Reminders of the Nazi regime’s “biggest crime of the 20th century” go on tour for first time.Each year more than 2 million people visit the Auschwitz-Birkenau museum in Oświęcim, Poland. The museum is located at the scene of the concentration and extermination camp built and operated by the Nazi regime, where 1.1 million were killed during World War II.
Among the museum’s collection are powerful reminders of the atrocities suffered by the camp’s mostly Jewish victims: mounds of hair and shoes and personal items relinquished upon their arrival.
Now, for the first time, Smithsonian Magazine reports, the museum, will make an international tour with more than 600 of its original artifacts to allow those who don’t have a chance to travel to Poland to see the exhibits in person.

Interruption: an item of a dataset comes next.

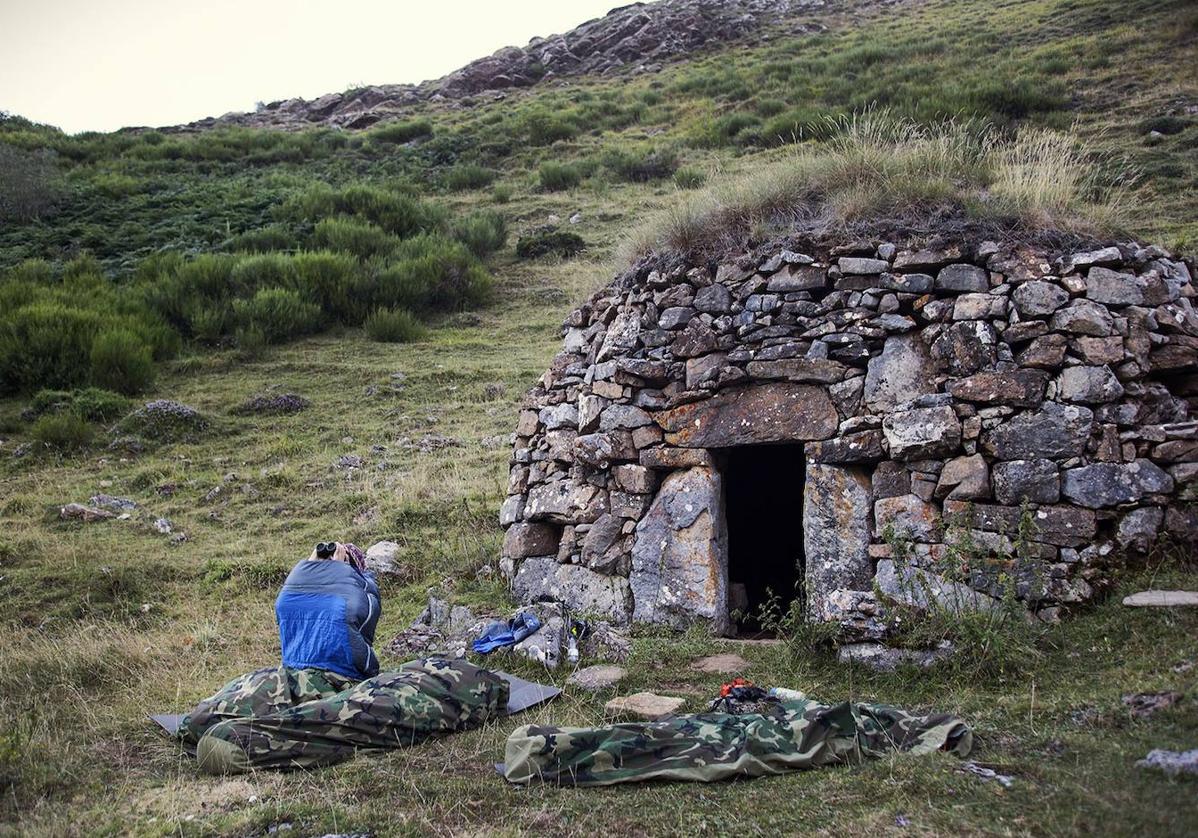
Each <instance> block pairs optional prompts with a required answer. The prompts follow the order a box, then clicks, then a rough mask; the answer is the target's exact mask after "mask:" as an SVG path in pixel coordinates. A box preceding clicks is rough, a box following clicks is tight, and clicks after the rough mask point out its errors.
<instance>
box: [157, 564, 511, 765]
mask: <svg viewBox="0 0 1198 838" xmlns="http://www.w3.org/2000/svg"><path fill="white" fill-rule="evenodd" d="M274 613H276V619H277V621H278V628H279V640H280V645H282V649H283V664H282V665H279V667H267V668H264V669H258V670H255V671H253V673H248V674H247V675H242V676H241V677H238V679H234V680H232V681H230V682H229V683H226V685H225V686H224V687H222V688H220V689H219V691H218V692H217V693H216V694H213V695H211V697H210V698H207V699H205V700H202V701H200V703H199V704H198V705H196V706H195V707H194V709H193V710H192V712H189V713H188V715H187V716H184V717H183V719H182V721H181V723H180V728H179V733H177V736H179V738H180V740H181V741H182V742H183V744H184V746H187V747H192V748H194V749H195V754H196V758H198V760H199V764H200V768H201V770H204V771H208V772H212V773H238V772H244V771H249V770H252V768H260V767H264V768H298V767H313V766H317V765H331V764H333V762H339V761H341V760H344V759H349V758H350V756H352V755H353V754H355V753H357V752H358V750H363V749H380V748H395V747H401V746H409V744H415V743H417V742H420V741H423V740H425V738H428V737H429V736H434V735H437V734H446V733H453V731H455V730H465V729H468V728H474V727H478V725H480V724H483V723H484V722H485V721H488V719H489V718H491V717H494V716H497V715H501V713H503V712H504V711H506V709H507V701H508V685H507V683H506V682H504V681H503V680H502V679H500V677H498V676H497V675H494V674H491V673H489V671H486V670H484V669H479V668H478V667H474V665H472V664H470V663H467V662H465V661H444V659H435V658H434V659H426V661H415V662H412V663H407V664H404V665H403V667H400V668H399V669H398V670H395V671H392V673H380V671H379V658H377V656H376V655H375V651H374V647H373V644H374V638H375V629H376V627H377V625H379V617H380V615H381V613H382V608H381V603H380V597H379V586H377V583H376V580H375V578H374V575H373V574H371V573H370V572H369V571H367V568H365V556H364V555H363V553H362V551H361V550H359V549H358V548H357V547H355V545H353V544H340V543H333V544H331V545H326V544H319V545H317V549H316V550H314V551H313V554H311V555H310V556H308V557H307V559H304V560H302V561H299V562H298V563H297V565H296V566H295V567H294V568H292V569H291V573H289V574H288V578H286V580H285V581H284V584H283V589H282V590H280V591H279V596H278V598H277V599H276V603H274Z"/></svg>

The exhibition will include an original German-made Model 2 freight wagon used for the transport of soldiers, prisoners-of war, and for the deportation of Jews to the ghettos and extermination camps in occupied Poland. Other items will portray the lives of the victims as well as the perpetrators of, in the words of the the museum’s director, Piotr M.A. Cywiński,“the biggest crime of the 20th century.”
Cywiński says in a press release, “Nothing can replace a visit to the authentic site of the biggest crime of the 20th century, but this exhibition, which people in many countries will have the opportunity to see, can become a great warning cry for us all against building the future on hatred, racism, anti-Semitism and bottomless contempt for another human being.”
The exhibition will begin this December in Madrid and travel to seven European and seven North American cities.